Code bundling plus the recent Centers for Medicare and Medicaid (CMS) decision to hold firm in the denial of reimbursements for sodium fluoride (NaF) PET scans for bone metastases detection is leading to lower reimbursements for outpatient imaging practices. This burdens private imaging practices to the point that there will likely be closures resulting in reduced access for patients. In an article posted on the Radiological Society of North America’s (RSNA) website, Richard S. Dargan writes, “Outpatient advanced imaging is shifting from private imaging centers to higher-cost hospital facilities, according to a new study, raising concerns about reduced access for patients and increased costs to payers.”
Code Bundling and Payment Cuts
Dargan is referring to a study presented two years in a row at the annual RSNA conference, first in 2014 and again in 2015. Dr. Bhavik Patel of Thomas Jefferson University and his colleagues presented research results of payment cuts to outpatient imaging. In 2014’s presentation the group used 12 years of Medicare data (2001 to 2012) and 13 years of data in 2015 (2001 to 2013). They calculated procedure use rates per 1,000 Medicare beneficiaries on MRI, echocardiography, nuclear medicine, ultrasound and CT conducted by location. Conclusions drawn showed reimbursement rates were affected by code bundling.

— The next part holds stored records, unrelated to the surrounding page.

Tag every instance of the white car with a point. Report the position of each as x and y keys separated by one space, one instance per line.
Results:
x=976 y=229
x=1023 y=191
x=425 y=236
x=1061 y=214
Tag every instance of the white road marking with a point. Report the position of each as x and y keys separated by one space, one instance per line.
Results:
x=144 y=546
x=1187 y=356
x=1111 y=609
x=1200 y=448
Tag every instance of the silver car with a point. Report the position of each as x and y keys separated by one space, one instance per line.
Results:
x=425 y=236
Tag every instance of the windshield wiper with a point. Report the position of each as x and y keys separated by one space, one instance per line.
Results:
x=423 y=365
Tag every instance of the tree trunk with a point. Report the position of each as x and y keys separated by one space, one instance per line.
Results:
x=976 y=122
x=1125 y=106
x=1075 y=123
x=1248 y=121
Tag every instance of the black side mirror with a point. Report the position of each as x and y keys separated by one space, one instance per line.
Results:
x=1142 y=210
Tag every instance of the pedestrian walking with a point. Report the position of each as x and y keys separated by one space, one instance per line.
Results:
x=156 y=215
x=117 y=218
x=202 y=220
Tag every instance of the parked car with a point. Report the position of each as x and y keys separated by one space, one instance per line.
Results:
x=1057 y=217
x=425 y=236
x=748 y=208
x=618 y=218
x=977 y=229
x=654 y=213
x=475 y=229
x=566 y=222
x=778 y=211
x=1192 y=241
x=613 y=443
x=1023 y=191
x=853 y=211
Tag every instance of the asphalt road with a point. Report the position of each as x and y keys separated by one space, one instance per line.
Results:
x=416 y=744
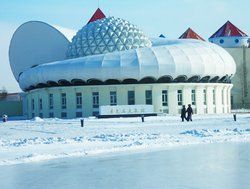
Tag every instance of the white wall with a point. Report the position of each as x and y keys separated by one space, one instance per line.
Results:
x=104 y=98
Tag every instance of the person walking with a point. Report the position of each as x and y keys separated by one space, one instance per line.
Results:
x=189 y=112
x=183 y=113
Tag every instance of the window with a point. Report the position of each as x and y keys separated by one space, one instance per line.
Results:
x=222 y=97
x=51 y=101
x=213 y=97
x=95 y=99
x=32 y=104
x=78 y=114
x=40 y=104
x=164 y=98
x=205 y=97
x=51 y=115
x=179 y=97
x=78 y=100
x=41 y=115
x=63 y=115
x=148 y=97
x=193 y=97
x=63 y=101
x=131 y=97
x=95 y=113
x=113 y=98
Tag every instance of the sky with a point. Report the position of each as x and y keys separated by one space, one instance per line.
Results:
x=154 y=17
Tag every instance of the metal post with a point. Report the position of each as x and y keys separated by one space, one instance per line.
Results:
x=142 y=118
x=82 y=122
x=234 y=117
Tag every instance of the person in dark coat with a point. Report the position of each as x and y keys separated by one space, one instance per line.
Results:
x=183 y=113
x=189 y=112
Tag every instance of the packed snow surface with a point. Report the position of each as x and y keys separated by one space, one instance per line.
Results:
x=43 y=139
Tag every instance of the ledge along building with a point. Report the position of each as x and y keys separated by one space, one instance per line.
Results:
x=111 y=62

A recent article, How Have Payment Cuts Affected Medical Imaging, quotes Patel and his concerns for radiology:
In particular, reimbursement rates for these modalities have been affected by CMS’ code bundling efforts:
- Echocardiography: In 2009, add-on codes for spectral Doppler and color flow Doppler echocardiography were bundled into the code for primary transthoracic echocardiography.
- Nuclear medicine: In 2010, codes for primary myocardial perfusion imaging and its two add-on codes for left ventricle wall motion and ejection fraction were combined.

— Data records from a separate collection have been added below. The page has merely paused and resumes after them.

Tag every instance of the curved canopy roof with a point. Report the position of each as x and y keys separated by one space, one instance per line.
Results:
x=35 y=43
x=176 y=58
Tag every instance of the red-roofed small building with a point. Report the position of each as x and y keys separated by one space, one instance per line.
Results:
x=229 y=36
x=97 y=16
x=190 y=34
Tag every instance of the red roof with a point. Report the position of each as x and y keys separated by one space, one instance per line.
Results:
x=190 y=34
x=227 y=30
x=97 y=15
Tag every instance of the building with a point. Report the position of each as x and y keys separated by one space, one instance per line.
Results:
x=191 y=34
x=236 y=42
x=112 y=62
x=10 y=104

- CT: In 2011, codes for CT of the abdomen and pelvis were bundled.
The result? The relative value units for the new single codes were substantially lower than the previous sum for the codes, producing large apparent drops in utilization.
CMS rejects NaF-PET coverage
Making matters worse, CMS announced in December 2015 that NaF-PET scans to test for bone metastases would not be eligible for reimbursement. This decision disappointed several groups including NaF-PET advocates and members of the National Oncologic PET Registry (NOPR) who collected data from imaging facilities for years to determine how NaF-PET influenced patients.
How to survive payment cuts
There are two basic approaches to survival when payments are decreased: lower operating costs and look for ways to expand business. Doing both provides the most balanced course of action.
One way to increase business is to participate in the $100 million PET IDEAS study. There is still time to register your facility, but the time to act is now, and you must be accredited. For more information on this study, check out our recent blog. To begin a RadSite accreditation for your PET imaging center and learn how you can become a participant in the PET IDEAS study, contact us today!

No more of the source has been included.